Gun Violence, Advocacy, and Leadership

Focus Area:
State Health Policy Leadership
Topic:
Population Health

As the know-it-all big brother, I take the job of telling my sister what to do very seriously. So when she starts giving me lessons in my supposed wheelhouse—the making of public policy to improve population health—I am brought up short; especially when the lessons are about strength, courage, and the role of advocacy to change set-in-stone policies—in this case, regarding the regulation of guns.

She did not seek the role of an advocate for gun violence prevention. After she was shot and nearly killed two years ago defending her daughter from a carjacking outside an airport hotel, the work sought her.

A teacher in the Baltimore city schools, she had already seen what violence had done to her students and their families. The circular-firing-squad logic of increasing access to guns, as numerous would-be experts argued in the wake of the incident in mostly anonymous Facebook posts, did not persuade this victim. If she had had a gun that night, it would have made no difference, she said.

So when she had sufficiently recovered from the gunshot wound that nicked an artery, placed her in the ICU for six days, and caused nerve weakness that bothers her to this day, she decided to move forward rather than retreat. What could be done to limit the gun violence in our country that takes 96 lives every day, reduce the 21,000 suicides a year from shooting, help the 4.5 million women in the US who, it is estimated, have been threatened with a gun or shot by an intimate partner, and eliminate the mass shootings with automatic weapons that capture our attention?

She discovered “Moms Demand Action” and co-founded a local chapter. She started to help organize meetings. She told her story on panels and in social media. She went to marches and set up informational tables at festivals. She learned about the legislative agenda in her home state, took time off to testify at bill hearings, acquainted herself with the legislators on the committees of jurisdiction, heard arguments against the bills she supported, and discovered what it is like to have bills die in committee.

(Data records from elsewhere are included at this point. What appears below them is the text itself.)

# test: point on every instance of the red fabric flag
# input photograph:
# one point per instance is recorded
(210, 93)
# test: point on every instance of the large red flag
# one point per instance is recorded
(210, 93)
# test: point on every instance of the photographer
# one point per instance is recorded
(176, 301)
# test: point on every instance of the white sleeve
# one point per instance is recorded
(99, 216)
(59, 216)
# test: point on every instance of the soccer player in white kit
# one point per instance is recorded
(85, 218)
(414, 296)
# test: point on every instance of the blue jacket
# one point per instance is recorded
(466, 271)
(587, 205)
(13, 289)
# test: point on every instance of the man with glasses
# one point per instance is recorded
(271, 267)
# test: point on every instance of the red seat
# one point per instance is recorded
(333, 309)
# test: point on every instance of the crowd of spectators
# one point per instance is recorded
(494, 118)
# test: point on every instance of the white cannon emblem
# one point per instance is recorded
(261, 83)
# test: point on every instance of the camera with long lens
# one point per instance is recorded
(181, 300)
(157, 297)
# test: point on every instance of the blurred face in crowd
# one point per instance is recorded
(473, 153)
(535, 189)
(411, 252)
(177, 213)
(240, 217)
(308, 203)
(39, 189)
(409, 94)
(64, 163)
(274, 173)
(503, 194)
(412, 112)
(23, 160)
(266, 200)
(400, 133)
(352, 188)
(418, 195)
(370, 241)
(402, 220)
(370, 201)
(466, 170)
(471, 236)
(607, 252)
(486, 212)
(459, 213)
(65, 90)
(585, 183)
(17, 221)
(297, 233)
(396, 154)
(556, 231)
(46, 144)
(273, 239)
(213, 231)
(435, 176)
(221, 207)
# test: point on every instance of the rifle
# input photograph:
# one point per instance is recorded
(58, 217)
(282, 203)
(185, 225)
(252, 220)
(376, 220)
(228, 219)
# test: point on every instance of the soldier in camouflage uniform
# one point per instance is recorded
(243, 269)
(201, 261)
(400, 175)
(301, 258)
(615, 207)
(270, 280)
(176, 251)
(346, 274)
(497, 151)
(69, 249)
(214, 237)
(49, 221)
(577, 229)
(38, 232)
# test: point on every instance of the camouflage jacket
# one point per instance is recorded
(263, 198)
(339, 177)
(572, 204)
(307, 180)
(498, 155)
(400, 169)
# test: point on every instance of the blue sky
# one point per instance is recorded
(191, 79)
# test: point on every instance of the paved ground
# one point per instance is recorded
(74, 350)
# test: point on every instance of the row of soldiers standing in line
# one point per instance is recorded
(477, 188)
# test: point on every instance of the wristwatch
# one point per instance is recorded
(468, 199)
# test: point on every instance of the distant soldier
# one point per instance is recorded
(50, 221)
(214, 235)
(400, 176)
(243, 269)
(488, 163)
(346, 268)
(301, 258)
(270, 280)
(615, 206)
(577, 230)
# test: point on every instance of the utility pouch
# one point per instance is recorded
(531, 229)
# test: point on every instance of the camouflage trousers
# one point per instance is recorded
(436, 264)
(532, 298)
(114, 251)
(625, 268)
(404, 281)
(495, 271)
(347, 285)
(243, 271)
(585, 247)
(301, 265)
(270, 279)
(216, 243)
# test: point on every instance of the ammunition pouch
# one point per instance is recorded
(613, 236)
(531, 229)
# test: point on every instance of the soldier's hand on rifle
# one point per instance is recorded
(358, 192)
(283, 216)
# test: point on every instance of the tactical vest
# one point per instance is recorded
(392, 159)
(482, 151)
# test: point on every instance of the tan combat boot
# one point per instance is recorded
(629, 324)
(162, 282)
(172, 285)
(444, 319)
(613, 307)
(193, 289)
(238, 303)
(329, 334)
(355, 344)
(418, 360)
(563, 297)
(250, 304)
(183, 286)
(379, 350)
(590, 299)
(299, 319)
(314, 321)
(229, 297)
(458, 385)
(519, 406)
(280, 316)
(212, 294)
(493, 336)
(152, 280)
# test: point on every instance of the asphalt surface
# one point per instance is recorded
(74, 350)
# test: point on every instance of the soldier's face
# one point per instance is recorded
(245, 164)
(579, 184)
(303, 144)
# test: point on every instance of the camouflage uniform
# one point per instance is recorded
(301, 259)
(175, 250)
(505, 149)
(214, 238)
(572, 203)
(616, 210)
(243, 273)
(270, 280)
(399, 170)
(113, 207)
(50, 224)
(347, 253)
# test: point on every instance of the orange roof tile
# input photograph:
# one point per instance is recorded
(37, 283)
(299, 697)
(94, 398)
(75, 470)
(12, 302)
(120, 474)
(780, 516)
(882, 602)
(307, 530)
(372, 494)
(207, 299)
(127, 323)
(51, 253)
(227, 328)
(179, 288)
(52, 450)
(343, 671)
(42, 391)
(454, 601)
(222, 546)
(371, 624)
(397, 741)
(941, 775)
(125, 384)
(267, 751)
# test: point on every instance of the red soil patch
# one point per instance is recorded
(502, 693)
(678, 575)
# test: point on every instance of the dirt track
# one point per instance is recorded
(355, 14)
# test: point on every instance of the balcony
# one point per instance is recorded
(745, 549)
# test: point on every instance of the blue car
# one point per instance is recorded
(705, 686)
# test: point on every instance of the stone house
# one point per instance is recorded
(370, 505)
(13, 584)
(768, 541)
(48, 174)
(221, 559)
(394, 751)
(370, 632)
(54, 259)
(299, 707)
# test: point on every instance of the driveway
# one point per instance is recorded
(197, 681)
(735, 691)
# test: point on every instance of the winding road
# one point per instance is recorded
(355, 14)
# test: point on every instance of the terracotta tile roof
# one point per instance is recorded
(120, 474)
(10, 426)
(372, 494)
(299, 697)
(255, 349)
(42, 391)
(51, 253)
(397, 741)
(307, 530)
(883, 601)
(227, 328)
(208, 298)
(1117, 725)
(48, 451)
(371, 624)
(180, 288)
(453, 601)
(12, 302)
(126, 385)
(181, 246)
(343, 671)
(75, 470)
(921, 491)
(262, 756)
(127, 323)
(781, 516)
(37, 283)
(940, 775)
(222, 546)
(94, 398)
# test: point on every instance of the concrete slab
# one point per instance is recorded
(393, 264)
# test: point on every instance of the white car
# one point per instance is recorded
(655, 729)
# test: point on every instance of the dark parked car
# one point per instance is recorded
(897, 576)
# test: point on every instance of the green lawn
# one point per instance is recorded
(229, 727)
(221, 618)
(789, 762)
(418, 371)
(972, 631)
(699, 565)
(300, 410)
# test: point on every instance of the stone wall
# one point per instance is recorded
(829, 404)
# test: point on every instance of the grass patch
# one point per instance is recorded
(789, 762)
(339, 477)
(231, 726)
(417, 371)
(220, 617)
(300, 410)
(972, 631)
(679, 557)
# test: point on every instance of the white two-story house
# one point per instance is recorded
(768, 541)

The recent school shootings have increased the energy of the work. The meetings are now bigger. She and her colleagues were ready and organized, with opportunities for new recruits to pitch in. Not sure about planning public marches, but want to do data entry? Come on board.

This has been a pretty good winter for efforts in her state—a law banning the “bump stocks” that turn semiautomatic rifles into fully-automatic ones passed. After multiple years, legislation removing firearms from those convicted of domestic violence made it out of the state Assembly and is pending in the Senate, as is a “red flag bill” giving law enforcement greater authority over the firearms of people determined to be in crisis.

She has honed her speaking points during this process. Good advocates know their facts, how to communicate them, and how to organize others. Really good ones understand their opponents’ arguments and the values that drive them. Several of our immediate family members own and use firearms. “We respect the second amendment and the right to responsibly own and use guns,” my sister says. “We are not here to take away your guns. But the proliferation of firearms has risen to a national crisis.”

Effective advocates also know how to compromise. The gun violence prevention legislation that passed this year draws dismay from those who find it insufficient to address the mass shootings that capture the headlines. Our father, a World War II veteran, thinks she advocates for too little. Gun violence prevention advocates readily acknowledge that that might be the case, but policies change incrementally.

The far greater impact of advocates like my sister and the articulate students now speaking up is to create space for previously impossible legislative and campaign discussions. The tactics of the National Rifle Association—financing political candidates and activating membership—have been primarily responsible for creating an environment in which debates in legislative committees do not match public sentiment; an environment in which two thirds of Americans support stricter gun control laws, according to recent CBS and CNN polls, yet legislation enacting such measures struggles to even get a hearing.

We see the effects of this in our work at the Milbank Memorial Fund. Discussions in our closed-door policy leadership meetings on gun violence reduction and prevention generate more passion and divisiveness than any other public health issue. Moderate Republicans have asked us not to have public discussions about the issue for fear that any publicity will cause the legislators among them to face well-financed, single-issue opponents in their primary elections.

The capacity to use evidence and reflection to determine the right thing to do—and the courage to act—are essential for good public leaders. We at the Fund work to identify, inform, and inspire this kind of leadership. But capacity and courage are not enough; leaders cannot do the work of policymaking alone. They need articulate, well-organized, and sophisticated public advocacy—and not just from one position. They need thoughtful leaders of those movements, like my sister, who can speak from hard-earned, often painful, personal experience and help others—those without connections, lobbyists, or money to give to campaigns—to find their own voice and exert their own influence.

The public policies that result from this advocacy and leadership may please no one fully, but they will better reflect the sentiment of the full electorate. This is the case for any issue, but particularly current state and federal laws regarding gun violence prevention that are unbalanced and ineffective. Thanks for the lessons, sis.